There were enough bathrooms inside the convention center to avoid a huge waiting fiasco, but they were so far apart that when you got into a line you didn’t want to check the other ones in case your line opened up. I went around 6:20 and I think it took about 15 minutes to finally make it in and out.
I headed out with a friend to the start, but we decided to hit the bathrooms one last time. There were more than enough port-a-potties to make it quick; it took about 5 minutes to be in and out. I think having the start closer to the convention center was a really great idea logistically. Previous years the convention center wasn’t even open before the race, which I think is a huge mistake and I hope it never happens again.

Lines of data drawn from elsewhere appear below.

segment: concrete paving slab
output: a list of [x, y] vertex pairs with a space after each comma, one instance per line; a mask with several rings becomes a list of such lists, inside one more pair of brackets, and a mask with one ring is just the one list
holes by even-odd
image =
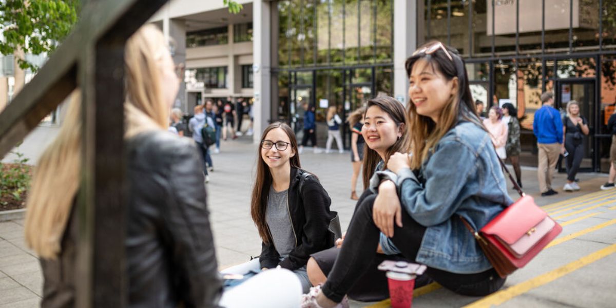
[[40, 307], [40, 298], [31, 298], [25, 301], [0, 305], [0, 308], [36, 308]]
[[0, 292], [0, 305], [7, 305], [6, 307], [15, 307], [13, 304], [22, 301], [39, 300], [39, 299], [38, 295], [23, 286]]

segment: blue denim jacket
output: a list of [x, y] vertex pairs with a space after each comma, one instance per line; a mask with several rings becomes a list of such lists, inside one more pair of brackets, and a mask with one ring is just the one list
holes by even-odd
[[[461, 121], [422, 164], [423, 179], [408, 169], [398, 174], [379, 172], [381, 178], [394, 180], [402, 207], [427, 227], [418, 262], [458, 274], [492, 267], [459, 216], [479, 229], [502, 211], [503, 205], [513, 203], [498, 160], [489, 135], [473, 123]], [[381, 245], [386, 254], [399, 253], [383, 234]]]

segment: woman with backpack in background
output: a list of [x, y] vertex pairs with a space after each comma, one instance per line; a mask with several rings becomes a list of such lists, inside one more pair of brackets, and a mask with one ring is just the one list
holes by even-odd
[[331, 142], [336, 139], [336, 144], [338, 146], [338, 152], [342, 153], [342, 137], [340, 136], [340, 125], [342, 120], [336, 112], [336, 106], [330, 106], [327, 109], [327, 142], [325, 143], [325, 153], [330, 153], [331, 150]]
[[201, 136], [201, 128], [203, 128], [203, 125], [207, 123], [208, 125], [214, 125], [213, 123], [211, 122], [211, 120], [209, 117], [205, 116], [205, 113], [203, 113], [203, 106], [201, 105], [197, 105], [195, 106], [195, 116], [188, 121], [188, 129], [192, 132], [193, 140], [195, 140], [195, 143], [197, 144], [197, 148], [201, 152], [201, 156], [203, 159], [203, 174], [205, 174], [205, 182], [208, 183], [209, 182], [209, 175], [208, 174], [208, 147], [203, 144], [203, 137]]
[[330, 211], [331, 200], [317, 177], [301, 169], [295, 135], [286, 124], [267, 126], [257, 153], [250, 212], [262, 240], [261, 254], [222, 272], [245, 274], [280, 266], [295, 273], [306, 293], [312, 286], [306, 273], [310, 254], [334, 245], [328, 230], [335, 216]]
[[505, 149], [507, 159], [511, 162], [513, 170], [516, 172], [517, 185], [522, 188], [522, 169], [520, 168], [520, 122], [517, 121], [517, 111], [511, 103], [503, 104], [503, 118], [501, 121], [507, 125], [507, 144]]

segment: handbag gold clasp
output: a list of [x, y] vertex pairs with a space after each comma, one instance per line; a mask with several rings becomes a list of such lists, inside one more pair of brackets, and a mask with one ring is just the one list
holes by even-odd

We were able to navigate as close to the start as we needed; there aren’t corrals since the race isn’t as large as bigger cities. We lined up between the 1:45 and 1:50 pacers and could see the start; it took about :30 to cross the timing mats. One thing I didn’t like (but knew ahead of time from previous years) is the corral is wider than any area you need to pass through coming up. There was a sign on the side of the road and I couldn’t tell you what it said, but somebody tripped over it. There was also a little congestion as the air horn went off and everyone went forward, but had to squeeze in another 5-7′ on each side.

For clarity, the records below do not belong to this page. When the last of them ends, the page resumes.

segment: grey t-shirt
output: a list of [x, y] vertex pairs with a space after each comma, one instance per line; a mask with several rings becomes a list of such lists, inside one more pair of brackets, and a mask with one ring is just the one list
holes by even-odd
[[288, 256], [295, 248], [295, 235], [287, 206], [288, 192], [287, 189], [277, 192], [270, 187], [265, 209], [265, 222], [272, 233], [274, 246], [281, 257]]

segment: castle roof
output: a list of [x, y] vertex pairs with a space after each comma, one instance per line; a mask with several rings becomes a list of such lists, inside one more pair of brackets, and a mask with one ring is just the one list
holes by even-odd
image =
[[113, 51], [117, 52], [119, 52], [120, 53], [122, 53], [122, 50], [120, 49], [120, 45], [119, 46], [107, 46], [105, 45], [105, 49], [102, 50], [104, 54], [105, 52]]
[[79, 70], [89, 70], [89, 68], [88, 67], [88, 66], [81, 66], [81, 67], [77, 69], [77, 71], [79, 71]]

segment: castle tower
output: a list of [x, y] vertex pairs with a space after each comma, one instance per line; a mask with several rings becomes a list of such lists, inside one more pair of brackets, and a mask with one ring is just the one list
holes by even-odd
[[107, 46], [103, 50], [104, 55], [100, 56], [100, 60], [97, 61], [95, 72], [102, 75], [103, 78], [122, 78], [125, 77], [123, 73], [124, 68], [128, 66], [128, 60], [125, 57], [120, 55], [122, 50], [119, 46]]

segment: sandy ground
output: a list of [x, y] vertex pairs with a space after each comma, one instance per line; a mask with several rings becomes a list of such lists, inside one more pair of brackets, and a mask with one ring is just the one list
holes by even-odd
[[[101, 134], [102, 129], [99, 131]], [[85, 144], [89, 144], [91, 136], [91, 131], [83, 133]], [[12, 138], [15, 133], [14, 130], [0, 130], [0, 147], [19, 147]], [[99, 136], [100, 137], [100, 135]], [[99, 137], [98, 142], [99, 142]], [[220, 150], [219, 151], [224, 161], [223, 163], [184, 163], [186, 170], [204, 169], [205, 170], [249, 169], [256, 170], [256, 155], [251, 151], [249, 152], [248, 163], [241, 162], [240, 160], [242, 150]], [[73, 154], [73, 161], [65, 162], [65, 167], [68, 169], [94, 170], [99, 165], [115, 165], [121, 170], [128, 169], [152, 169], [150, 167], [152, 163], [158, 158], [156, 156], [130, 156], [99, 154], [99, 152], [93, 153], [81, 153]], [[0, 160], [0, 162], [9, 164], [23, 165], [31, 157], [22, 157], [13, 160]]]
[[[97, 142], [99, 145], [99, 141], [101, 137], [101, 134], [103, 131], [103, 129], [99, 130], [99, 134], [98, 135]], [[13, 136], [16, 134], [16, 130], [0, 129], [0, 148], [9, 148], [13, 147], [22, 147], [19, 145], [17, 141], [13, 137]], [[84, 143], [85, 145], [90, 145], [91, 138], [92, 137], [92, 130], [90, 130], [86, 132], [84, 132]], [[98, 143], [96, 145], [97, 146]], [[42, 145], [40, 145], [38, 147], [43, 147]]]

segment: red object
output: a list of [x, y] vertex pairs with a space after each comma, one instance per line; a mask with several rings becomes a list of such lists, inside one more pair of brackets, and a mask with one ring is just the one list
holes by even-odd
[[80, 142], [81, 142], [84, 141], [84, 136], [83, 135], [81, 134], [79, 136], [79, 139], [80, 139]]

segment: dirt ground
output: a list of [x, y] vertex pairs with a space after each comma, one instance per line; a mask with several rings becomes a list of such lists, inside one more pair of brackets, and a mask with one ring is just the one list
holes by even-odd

The Gatorade and water stations start at mile 2, continuing every two miles until mile 17, which then has stops every mile through the finish. Normally I think this would be fine, but I think there was a water stop missing or a little late. I didn’t take the mile 2 or 4 water stops, but then I didn’t come across another water stop until around mile 7.5. The rest of the stops seemed to be appropriately spaced beyond this, however. Each stop had plenty of volunteers, in my opinion and I ran into no issues.
As far as spectators, the half is decently spectated. Don’t expect hoards of people until you’re near the marina or the finish, though. It’s mostly handfuls of families cheering for their loved ones on some corners and the water station volunteers. When you pass through the relay points, the runners that are there waiting will cheer and that’s always a good boost.

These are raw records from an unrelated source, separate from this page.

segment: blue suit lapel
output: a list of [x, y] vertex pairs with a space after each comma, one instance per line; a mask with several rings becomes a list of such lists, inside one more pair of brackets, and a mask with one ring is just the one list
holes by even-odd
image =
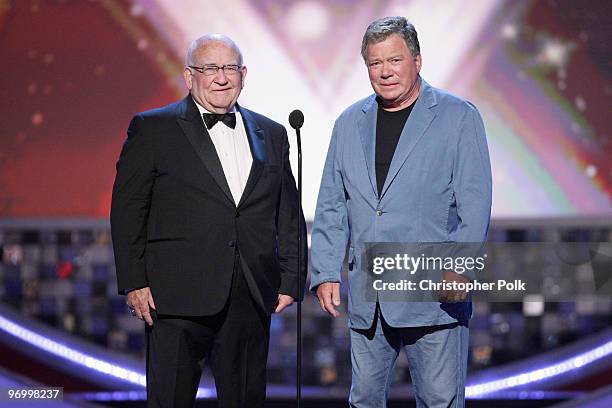
[[368, 98], [366, 103], [361, 108], [364, 115], [359, 121], [359, 137], [361, 138], [361, 146], [365, 155], [365, 162], [368, 171], [368, 178], [372, 186], [372, 192], [375, 197], [378, 197], [378, 188], [376, 185], [376, 163], [375, 163], [375, 148], [376, 148], [376, 112], [378, 104], [376, 97]]
[[391, 183], [393, 183], [408, 156], [410, 156], [410, 153], [412, 153], [414, 147], [421, 140], [425, 131], [436, 117], [436, 113], [432, 109], [436, 104], [437, 101], [431, 91], [431, 87], [421, 79], [421, 93], [404, 125], [397, 147], [395, 148], [381, 198], [385, 195], [385, 192], [389, 189]]

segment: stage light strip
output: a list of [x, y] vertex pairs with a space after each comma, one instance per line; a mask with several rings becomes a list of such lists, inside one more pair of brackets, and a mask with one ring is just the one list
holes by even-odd
[[[20, 326], [19, 324], [8, 320], [3, 316], [0, 316], [0, 329], [41, 350], [72, 361], [73, 363], [83, 367], [87, 367], [90, 370], [94, 370], [141, 387], [145, 387], [147, 385], [147, 377], [143, 373], [106, 362], [99, 358], [72, 349], [55, 340], [51, 340], [33, 332], [32, 330]], [[212, 390], [203, 387], [198, 388], [198, 397], [210, 397], [212, 394]]]
[[466, 397], [478, 397], [496, 391], [507, 390], [519, 385], [526, 385], [533, 382], [546, 380], [583, 367], [610, 354], [612, 354], [612, 341], [609, 341], [590, 351], [568, 358], [567, 360], [563, 360], [557, 364], [494, 381], [487, 381], [481, 384], [467, 386], [465, 388], [465, 395]]
[[[92, 357], [85, 353], [81, 353], [80, 351], [76, 351], [57, 341], [51, 340], [29, 329], [26, 329], [23, 326], [20, 326], [2, 316], [0, 316], [0, 329], [25, 341], [26, 343], [38, 347], [41, 350], [45, 350], [55, 356], [72, 361], [99, 373], [103, 373], [142, 387], [146, 386], [147, 384], [146, 376], [142, 373], [132, 371]], [[481, 384], [467, 386], [465, 389], [465, 395], [466, 397], [478, 397], [492, 392], [507, 390], [520, 385], [546, 380], [548, 378], [583, 367], [610, 354], [612, 354], [612, 341], [609, 341], [590, 351], [578, 354], [572, 358], [563, 360], [557, 364], [494, 381], [487, 381]], [[212, 394], [212, 390], [203, 387], [198, 388], [198, 397], [209, 397]]]

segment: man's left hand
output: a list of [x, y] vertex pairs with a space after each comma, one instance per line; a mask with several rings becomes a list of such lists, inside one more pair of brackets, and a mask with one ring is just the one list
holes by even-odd
[[[446, 282], [468, 283], [470, 280], [453, 271], [442, 272], [442, 280]], [[442, 290], [439, 294], [440, 302], [463, 302], [467, 298], [465, 290]]]
[[276, 309], [274, 309], [274, 313], [280, 313], [287, 306], [291, 306], [293, 304], [293, 297], [289, 295], [283, 295], [282, 293], [278, 295], [278, 300], [276, 301]]

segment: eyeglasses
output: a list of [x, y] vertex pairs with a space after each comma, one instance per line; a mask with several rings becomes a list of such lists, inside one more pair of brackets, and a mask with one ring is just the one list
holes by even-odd
[[228, 65], [204, 65], [203, 67], [194, 67], [193, 65], [189, 65], [189, 68], [193, 68], [198, 71], [200, 74], [204, 74], [206, 76], [217, 75], [220, 69], [223, 70], [225, 75], [236, 75], [240, 72], [241, 65], [236, 64], [228, 64]]

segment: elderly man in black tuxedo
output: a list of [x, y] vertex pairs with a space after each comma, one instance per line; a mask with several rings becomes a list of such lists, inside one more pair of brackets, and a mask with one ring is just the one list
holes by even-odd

As far as the course, there’s a pretty good overview of the elevation changes and strategies here. You have to enter your email address, but it’s written really well. The course is fast and relatively flat, but if you’re trying to PR or BQ, I’d recommend studying at this level of detail.
As far as the finish, it’s typical. The medals are handed out by military personnel, Buffalo Bills players (usually ones you don’t know), and potential other local celebrities. With the convention center there, it’s easy to get upstairs to pick up your stuff and navigate to the important things: beer and food. Once inside, there’s more than enough space to eat, drink, and stretch on your own.
Overall, I think the race has really come along in recent years. Due to construction, the race course has changed a couple times recently so that could be a pro or con for you, depending on how you look at it. For us in Buffalo, the construction is good — it means our waterfront is finally being developed into a great place for locals and tourists. I imagine once the construction is complete, the race will return to the old course, or similar, since they’ll want to showcase all of that off.
Even with little hiccups this year, I expect that the next few years things will smooth out. I wouldn’t be surprised if selling out becomes the norm, or even better, if they allow more registrants and the race continues to grow.